Quickstart a Kubernetes single-node cluster
If you are on Mac, it’s just a matter of a ticking a checkbox and restarting the docker app as follows. This will enable a single-node K8s cluster on your local.
Once you have K8s running, install the K8s dashboard by running the following:
# Install dashboard
kubectl apply -f https://raw.githubusercontent.com/kubernetes/dashboard/v2.0.0/aio/deploy/recommended.yaml# Find list of secrets
kubectl get secrets# Copy the token value from the output of this command
kubectl describe secret default-token-rcsnr# Access the dashboard
kubectl proxy
Now that you have the token and you are running the proxy, just hit the url that was printed out and use your token to login to the K8s dashboard.
Setting up Airflow using Helm
Helm is a package manager for Kubernetes (think Homebrew if you are familiar with Mac). A more thorough introduction can be found here. You can install it like this on your local:
brew install helm
Add the official Helm stable charts repository:
helm repo add stable https://kubernetes-charts.storage.googleapis.com/
You would also need to clone my repo before we proceed further
git clone git@github.com:mrafayaleem/etl-series.git
Now, change the path on line 12 in chapter1/airflow-helm-config.yaml
to the absolute path for your local machine.
In the following snippet, I am creating a volume from my local directory. And then, through extraVolumeMounts
, I am mounting the volume to the mountPath
inside each of the Airflow pods (scheduler, webserver and worker).
###################################
# Airflow - Common Configs
###################################
airflow:
extraVolumeMounts: # this will get the volume and mount it to that path in the container
- name: dags
mountPath: /opt/airflow/dags # location in the container it will put the directory mentioned below.
extraVolumes: # this will create the volume from the directory
- name: dags
hostPath:
path: "/Users/aleemr/powerhouse/etl-series/dags" # For you this is something like /<absolute-path>/etl-series/dags
With this, you would be able to write dags on your local machine and let Airflow running inside K8s pick it up from there.

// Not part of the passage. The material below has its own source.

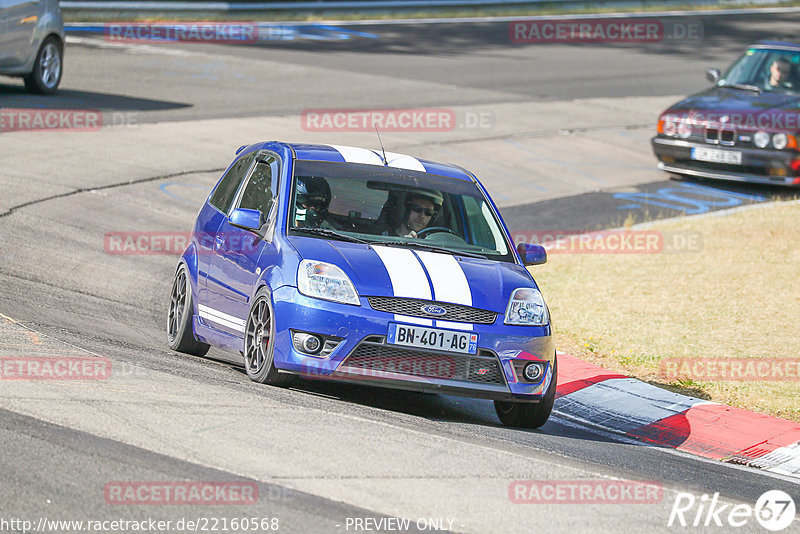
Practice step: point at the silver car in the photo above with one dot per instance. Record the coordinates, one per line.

Install Airflow with the following command:
helm install airflow stable/airflow -f chapter1/airflow-helm-config.yaml --version 7.2.0
Check the status of that installation:
helm list
Once deployed, run the following and open up http://localhost:8001/api/v1/namespaces/kubernetes-dashboard/services/https:kubernetes-dashboard:/proxy/#/node?namespace=default
export POD_NAME=$(kubectl get pods --namespace default -l "component=web,app=airflow" -o jsonpath="{.items[0].metadata.name}")
echo http://127.0.0.1:8080
kubectl port-forward --namespace default $POD_NAME 8080:8080
You should see the sample dag that I have added in the repo. Enable the dag using toggle, trigger it and see it in action.
Congratulations! You have deployed your first dag on a K8s cluster using Airflow.
In the next post, I will cover KubernetesExecutor and KubernetesPodOperator in detail.
Where to go next from here
- Read up on the differences between Replica Sets and Stateful Sets in K8s.
- Figure out why airflow-postgresql, airflow-redis-master and airflow-worker are deployed under Stateful Sets while everything else is in Replica Sets.